Declamadas con bocas más o menos grandes y llenas, nos hemos hecho un hartón de escuchar estos días defensas y ataques de derechos fundamentales que chocan contra otros, no menos sustanciales. Sin ir más lejos, tenemos el caso del exfutbolista del FC Barcelona, Dani Alves —un asunto que, sea dicho de paso, por poco no explota con el jugador defendiendo la camiseta azulgrana; solo le hubiera faltado eso a Joan Laporta, bastante atragantado en otros menesteres…—, absuelto sorprendentemente por el Tribunal Superior de Justicia de Cataluña (TSJC) de la denuncia de violación de una joven, después de haber sido condenado antes a cuatro años y seis meses de prisión —otro inciso para postular que, en caso de culpabilidad, cuatro años y seis meses me parecen insuficientes ante la gravedad de los cargos—. En este ejemplo, choca el derecho a la presunción de inocencia del acusado, eso de que todos somos inocentes hasta que se demuestre lo contrario, y los derechos de la víctima a la libertad, la autonomía sexual y, en definitiva, los derechos humanos de las mujeres. La discutible sentencia, que revoca la condena anterior, no le otorga carta de veracidad a la damnificada que, muy al contrario del acusado, nunca modificó su testimonio a lo largo del proceso. El tribunal le viene a decir: no eres fiable, te lo has inventado, no te has resistido, no eres merecedora de ser víctima porque antes estabas bailando con tu agresor. Una segunda violación que aboca a otras víctimas a pensárselo dos veces antes de denunciar al agresor…

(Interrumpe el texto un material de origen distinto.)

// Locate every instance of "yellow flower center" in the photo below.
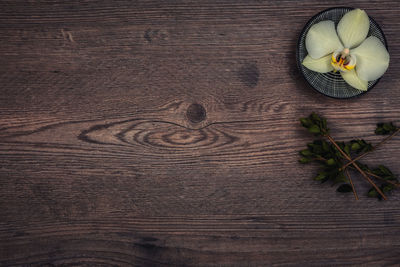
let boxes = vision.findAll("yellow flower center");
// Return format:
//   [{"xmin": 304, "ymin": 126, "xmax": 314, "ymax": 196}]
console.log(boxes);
[{"xmin": 331, "ymin": 48, "xmax": 356, "ymax": 72}]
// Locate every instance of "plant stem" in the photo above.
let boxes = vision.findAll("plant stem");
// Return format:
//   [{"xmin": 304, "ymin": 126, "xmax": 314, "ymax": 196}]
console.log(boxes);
[
  {"xmin": 325, "ymin": 134, "xmax": 387, "ymax": 200},
  {"xmin": 340, "ymin": 128, "xmax": 400, "ymax": 170},
  {"xmin": 345, "ymin": 170, "xmax": 358, "ymax": 200},
  {"xmin": 349, "ymin": 166, "xmax": 400, "ymax": 187}
]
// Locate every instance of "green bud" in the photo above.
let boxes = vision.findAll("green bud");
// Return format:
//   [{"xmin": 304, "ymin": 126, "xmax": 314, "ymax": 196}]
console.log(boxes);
[{"xmin": 308, "ymin": 124, "xmax": 321, "ymax": 134}]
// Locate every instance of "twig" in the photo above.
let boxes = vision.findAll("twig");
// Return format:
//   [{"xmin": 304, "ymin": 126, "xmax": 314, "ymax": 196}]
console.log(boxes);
[
  {"xmin": 349, "ymin": 166, "xmax": 400, "ymax": 187},
  {"xmin": 340, "ymin": 128, "xmax": 400, "ymax": 170},
  {"xmin": 325, "ymin": 134, "xmax": 387, "ymax": 200},
  {"xmin": 345, "ymin": 170, "xmax": 358, "ymax": 200}
]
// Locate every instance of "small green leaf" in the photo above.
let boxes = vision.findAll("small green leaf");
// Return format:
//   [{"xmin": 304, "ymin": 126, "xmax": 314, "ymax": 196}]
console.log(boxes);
[
  {"xmin": 375, "ymin": 122, "xmax": 398, "ymax": 135},
  {"xmin": 325, "ymin": 159, "xmax": 336, "ymax": 166},
  {"xmin": 336, "ymin": 184, "xmax": 353, "ymax": 193},
  {"xmin": 314, "ymin": 172, "xmax": 327, "ymax": 181},
  {"xmin": 381, "ymin": 184, "xmax": 394, "ymax": 193},
  {"xmin": 351, "ymin": 143, "xmax": 361, "ymax": 151},
  {"xmin": 333, "ymin": 172, "xmax": 349, "ymax": 184},
  {"xmin": 300, "ymin": 118, "xmax": 312, "ymax": 128},
  {"xmin": 308, "ymin": 124, "xmax": 321, "ymax": 134},
  {"xmin": 322, "ymin": 141, "xmax": 330, "ymax": 153}
]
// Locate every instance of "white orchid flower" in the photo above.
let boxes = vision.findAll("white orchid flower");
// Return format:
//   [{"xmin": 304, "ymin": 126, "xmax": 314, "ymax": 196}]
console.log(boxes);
[{"xmin": 302, "ymin": 9, "xmax": 390, "ymax": 91}]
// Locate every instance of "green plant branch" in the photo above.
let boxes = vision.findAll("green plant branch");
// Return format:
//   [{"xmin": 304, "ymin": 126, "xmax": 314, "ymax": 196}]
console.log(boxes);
[
  {"xmin": 324, "ymin": 134, "xmax": 387, "ymax": 200},
  {"xmin": 340, "ymin": 128, "xmax": 400, "ymax": 170}
]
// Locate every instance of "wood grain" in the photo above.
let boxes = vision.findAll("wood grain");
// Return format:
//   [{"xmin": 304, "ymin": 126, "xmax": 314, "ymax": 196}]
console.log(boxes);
[{"xmin": 0, "ymin": 0, "xmax": 400, "ymax": 266}]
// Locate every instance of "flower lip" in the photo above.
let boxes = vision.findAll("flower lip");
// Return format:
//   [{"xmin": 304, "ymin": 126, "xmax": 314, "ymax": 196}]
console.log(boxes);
[
  {"xmin": 331, "ymin": 48, "xmax": 357, "ymax": 72},
  {"xmin": 296, "ymin": 6, "xmax": 389, "ymax": 99}
]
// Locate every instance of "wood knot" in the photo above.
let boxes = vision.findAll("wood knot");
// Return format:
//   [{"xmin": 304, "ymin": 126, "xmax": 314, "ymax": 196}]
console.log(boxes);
[{"xmin": 186, "ymin": 103, "xmax": 206, "ymax": 123}]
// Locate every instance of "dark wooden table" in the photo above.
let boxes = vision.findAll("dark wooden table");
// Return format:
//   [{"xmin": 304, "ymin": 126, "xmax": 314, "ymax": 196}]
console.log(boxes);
[{"xmin": 0, "ymin": 0, "xmax": 400, "ymax": 266}]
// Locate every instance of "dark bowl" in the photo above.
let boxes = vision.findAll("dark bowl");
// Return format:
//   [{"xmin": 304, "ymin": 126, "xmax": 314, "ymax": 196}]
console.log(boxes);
[{"xmin": 296, "ymin": 7, "xmax": 388, "ymax": 99}]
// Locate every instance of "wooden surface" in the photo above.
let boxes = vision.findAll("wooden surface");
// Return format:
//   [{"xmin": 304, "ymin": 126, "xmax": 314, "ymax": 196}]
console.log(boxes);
[{"xmin": 0, "ymin": 0, "xmax": 400, "ymax": 266}]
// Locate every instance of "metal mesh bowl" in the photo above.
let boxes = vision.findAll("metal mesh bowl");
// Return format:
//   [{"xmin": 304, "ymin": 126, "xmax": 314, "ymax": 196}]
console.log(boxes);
[{"xmin": 296, "ymin": 7, "xmax": 387, "ymax": 98}]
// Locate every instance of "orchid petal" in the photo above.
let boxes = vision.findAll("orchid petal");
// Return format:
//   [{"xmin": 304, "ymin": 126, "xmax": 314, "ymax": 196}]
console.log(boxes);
[
  {"xmin": 351, "ymin": 36, "xmax": 390, "ymax": 81},
  {"xmin": 337, "ymin": 9, "xmax": 369, "ymax": 48},
  {"xmin": 302, "ymin": 55, "xmax": 333, "ymax": 73},
  {"xmin": 340, "ymin": 69, "xmax": 368, "ymax": 91},
  {"xmin": 306, "ymin": 20, "xmax": 343, "ymax": 59}
]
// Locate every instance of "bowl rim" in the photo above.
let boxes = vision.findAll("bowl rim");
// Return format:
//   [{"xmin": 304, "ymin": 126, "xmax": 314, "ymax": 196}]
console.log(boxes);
[{"xmin": 296, "ymin": 6, "xmax": 389, "ymax": 99}]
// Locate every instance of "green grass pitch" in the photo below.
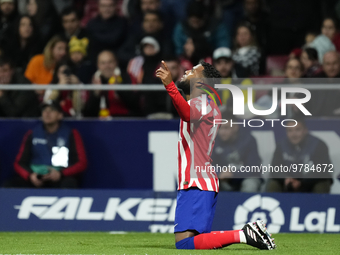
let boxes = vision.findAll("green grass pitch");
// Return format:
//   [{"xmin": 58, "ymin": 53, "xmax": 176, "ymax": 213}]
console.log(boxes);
[{"xmin": 0, "ymin": 232, "xmax": 340, "ymax": 255}]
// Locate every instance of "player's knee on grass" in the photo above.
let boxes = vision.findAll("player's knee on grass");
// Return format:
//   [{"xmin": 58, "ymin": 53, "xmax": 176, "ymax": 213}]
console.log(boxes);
[{"xmin": 176, "ymin": 236, "xmax": 195, "ymax": 250}]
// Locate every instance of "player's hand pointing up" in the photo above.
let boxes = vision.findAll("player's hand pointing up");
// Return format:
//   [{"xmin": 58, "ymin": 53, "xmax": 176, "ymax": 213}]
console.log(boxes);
[{"xmin": 156, "ymin": 60, "xmax": 172, "ymax": 86}]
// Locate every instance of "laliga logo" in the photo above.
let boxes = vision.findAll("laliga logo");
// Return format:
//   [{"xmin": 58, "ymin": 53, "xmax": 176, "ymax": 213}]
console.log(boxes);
[
  {"xmin": 233, "ymin": 195, "xmax": 285, "ymax": 233},
  {"xmin": 199, "ymin": 83, "xmax": 312, "ymax": 116}
]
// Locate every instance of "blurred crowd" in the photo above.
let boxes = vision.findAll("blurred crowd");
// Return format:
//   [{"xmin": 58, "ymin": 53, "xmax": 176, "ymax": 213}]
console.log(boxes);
[{"xmin": 0, "ymin": 0, "xmax": 340, "ymax": 118}]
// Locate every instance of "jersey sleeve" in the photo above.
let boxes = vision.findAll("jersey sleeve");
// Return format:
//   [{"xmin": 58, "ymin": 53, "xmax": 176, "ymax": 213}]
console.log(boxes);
[{"xmin": 165, "ymin": 82, "xmax": 202, "ymax": 122}]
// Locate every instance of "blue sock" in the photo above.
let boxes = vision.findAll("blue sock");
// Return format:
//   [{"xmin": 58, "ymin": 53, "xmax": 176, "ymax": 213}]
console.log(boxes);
[{"xmin": 176, "ymin": 236, "xmax": 195, "ymax": 250}]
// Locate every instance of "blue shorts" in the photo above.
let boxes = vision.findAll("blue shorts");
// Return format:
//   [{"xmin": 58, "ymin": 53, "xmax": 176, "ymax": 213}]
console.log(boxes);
[{"xmin": 174, "ymin": 188, "xmax": 218, "ymax": 233}]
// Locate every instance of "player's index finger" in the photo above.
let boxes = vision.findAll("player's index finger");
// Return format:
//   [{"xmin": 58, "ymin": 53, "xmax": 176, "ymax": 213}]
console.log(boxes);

Estos días también nos ha sacudido la frustrada publicación de un libro, El odio, del escritor Luisgé Martín, en que se narra el caso de José Bretón —condenado a 40 años de cárcel por asesinar y quemar a sus hijos—, donde el asesino confiesa por primera vez ser el autor de la barbarie: «Disolví las pastillas picadas en agua con azúcar y se las di para que bebieran. Antes de poner los cuerpos al fuego, pude comprobar que no respiraban, ya estaban muertos. No se enteraron de lo que pasaría. Confiaron en mí. No hubo miedo ni dolor ni ningún tipo de sufrimiento…». Desgarrador. Un choque de derechos, en este suceso, que tampoco ha pasado ni mucho menos desapercibido. En este caso, los derechos que chocan son los de la libertad de expresión e información, por un lado, y por otro, los derechos constitucionales a la intimidad o el honor, como puede ser la memoria de las víctimas, o el derecho a la integridad moral a través de la revictimización de la madre.
Mientras Donald Trump se metía un tiro en el pie con la guerra de los aranceles y distraía a la humanidad, nosotros presenciábamos esta feroz lucha de derechos y, sin querer o queriendo, con debates y contradicciones, nos posicionábamos a favor o en contra de unos derechos u otros. A pesar de defender la presunción de inocencia como derecho fundamental de un estado democrático, confeso que no me he creído nunca ninguna de las versiones, múltiples y contradictorias, de Alves, y sí la única versión de la víctima, la de que fue violada. Por otro lado, entiendo y defiendo que el libro de Bretón debería llegar a las librerías, confiando en la madurez de los lectores, libres de leerlo o no; en mi caso, declino la lectura. Como decía Blaise Pascal, «ni la contradicción es indicio de falsedad, ni la falta de contradicción es indicio de verdad».